Advanced Features¶

Hooks System¶

Hooks intercept agent lifecycle events for security enforcement, logging, and custom logic.

HookRegistry¶

Register callbacks for four event types:

from cognitia.hooks import HookRegistry

registry = HookRegistry()

# PreToolUse — block or modify tool calls before execution
async def block_bash(tool_name: str, tool_input: dict, **kwargs):
    if tool_name == "Bash":
        return {"decision": "deny", "reason": "Bash is not allowed"}
    return None  # allow

registry.on_pre_tool_use(block_bash, matcher="Bash")

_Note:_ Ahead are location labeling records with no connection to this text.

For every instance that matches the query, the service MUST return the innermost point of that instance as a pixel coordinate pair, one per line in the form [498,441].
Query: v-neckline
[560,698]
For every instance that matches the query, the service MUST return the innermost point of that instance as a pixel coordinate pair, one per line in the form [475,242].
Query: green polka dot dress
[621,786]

# PostToolUse — audit, log, or transform results after execution
async def log_tool(tool_name: str, **kwargs):
    print(f"Tool called: {tool_name}")
    return None

registry.on_post_tool_use(log_tool)

# Stop — hook when agent finishes
async def on_stop(**kwargs):
    print("Agent stopped")

registry.on_stop(on_stop)

# UserPromptSubmit — intercept user messages before processing
async def validate_prompt(**kwargs):
    print("User prompt submitted")

registry.on_user_prompt(validate_prompt)

Events reference:

Event	Method	`matcher` param	Fires when
`PreToolUse`	`on_pre_tool_use(cb, matcher="")`	Tool name filter	Before tool execution
`PostToolUse`	`on_post_tool_use(cb, matcher="")`	Tool name filter	After tool execution
`Stop`	`on_stop(cb)`	N/A	Agent stops
`UserPromptSubmit`	`on_user_prompt(cb)`	N/A	User sends message

Merging Registries (v0.4.0+)¶

Combine hooks from multiple sources (e.g., base security + per-role hooks):

security_hooks = HookRegistry()
security_hooks.on_pre_tool_use(block_bash, matcher="Bash")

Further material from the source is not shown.